The9 Ltd ADR  vs.  Avient Corp

 Performance 
       Timeline  
The9 Ltd ADR 

Risk-Adjusted Performance

14 of 100

 
Weak
 
Strong
Good
Compared to the overall equity markets, risk-adjusted returns on investments in The9 Ltd ADR are ranked lower than 14 (%) of all global equities and portfolios over the last 90 days. In spite of fairly fragile basic indicators, The9 showed solid returns over the last few months and may actually be approaching a breakup point.
Avient Corp 

Risk-Adjusted Performance

6 of 100

 
Weak
 
Strong
Modest
Compared to the overall equity markets, risk-adjusted returns on investments in Avient Corp are ranked lower than 6 (%) of all global equities and portfolios over the last 90 days. In spite of comparatively weak basic indicators, Avient Corp may actually be approaching a critical reversion point that can send shares even higher in December 2024.

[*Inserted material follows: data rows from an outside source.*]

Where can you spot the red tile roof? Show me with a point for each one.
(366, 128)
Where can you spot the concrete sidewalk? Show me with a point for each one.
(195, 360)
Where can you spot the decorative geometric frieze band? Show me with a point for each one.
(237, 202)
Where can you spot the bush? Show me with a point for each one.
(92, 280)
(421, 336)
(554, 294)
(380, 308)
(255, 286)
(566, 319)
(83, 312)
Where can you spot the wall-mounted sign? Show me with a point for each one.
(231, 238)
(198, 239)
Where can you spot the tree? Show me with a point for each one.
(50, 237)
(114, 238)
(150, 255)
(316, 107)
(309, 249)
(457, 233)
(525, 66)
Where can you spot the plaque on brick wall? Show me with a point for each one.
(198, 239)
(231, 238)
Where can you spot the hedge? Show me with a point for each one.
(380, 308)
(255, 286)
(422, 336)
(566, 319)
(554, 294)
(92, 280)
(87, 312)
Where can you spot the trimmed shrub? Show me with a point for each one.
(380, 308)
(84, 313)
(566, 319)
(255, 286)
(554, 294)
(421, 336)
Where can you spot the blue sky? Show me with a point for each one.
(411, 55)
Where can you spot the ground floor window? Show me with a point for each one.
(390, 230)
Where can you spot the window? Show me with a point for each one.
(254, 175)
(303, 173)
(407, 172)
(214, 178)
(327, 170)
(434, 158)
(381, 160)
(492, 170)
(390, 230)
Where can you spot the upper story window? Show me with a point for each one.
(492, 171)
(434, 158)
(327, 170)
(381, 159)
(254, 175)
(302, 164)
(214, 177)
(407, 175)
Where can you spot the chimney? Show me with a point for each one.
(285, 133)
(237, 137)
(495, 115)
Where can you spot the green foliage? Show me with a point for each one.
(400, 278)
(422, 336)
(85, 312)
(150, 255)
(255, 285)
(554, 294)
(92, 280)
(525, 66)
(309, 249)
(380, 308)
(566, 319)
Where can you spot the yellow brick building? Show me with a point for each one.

The9 and Avient Corp Volatility Contrast

   Predicted Return Density   
       Returns  

Pair Trading with The9 and Avient Corp

The main advantage of trading using opposite The9 and Avient Corp positions is that it hedges away some unsystematic risk. Because of two separate transactions, even if The9 position performs unexpectedly, Avient Corp can make up some of the losses. Pair trading also minimizes risk from directional movements in the market. For example, if an entire industry or sector drops because of unexpected headlines, the short position in Avient Corp will offset losses from the drop in Avient Corp's long position.
The idea behind The9 Ltd ADR and Avient Corp pairs trading is to make the combined position market-neutral, meaning the overall market's direction will not affect its win or loss (or potential downside or upside). This can be achieved by designing a pairs trade with two highly correlated stocks or equities that operate in a similar space or sector, making it possible to obtain profits through simple and relatively low-risk investment.
Check out your portfolio center.
Note that this page's information should be used as a complementary analysis to find the right mix of equity instruments to add to your existing portfolios or create a brand new portfolio. You can also try the Portfolio Diagnostics module to use generated alerts and portfolio events aggregator to diagnose current holdings.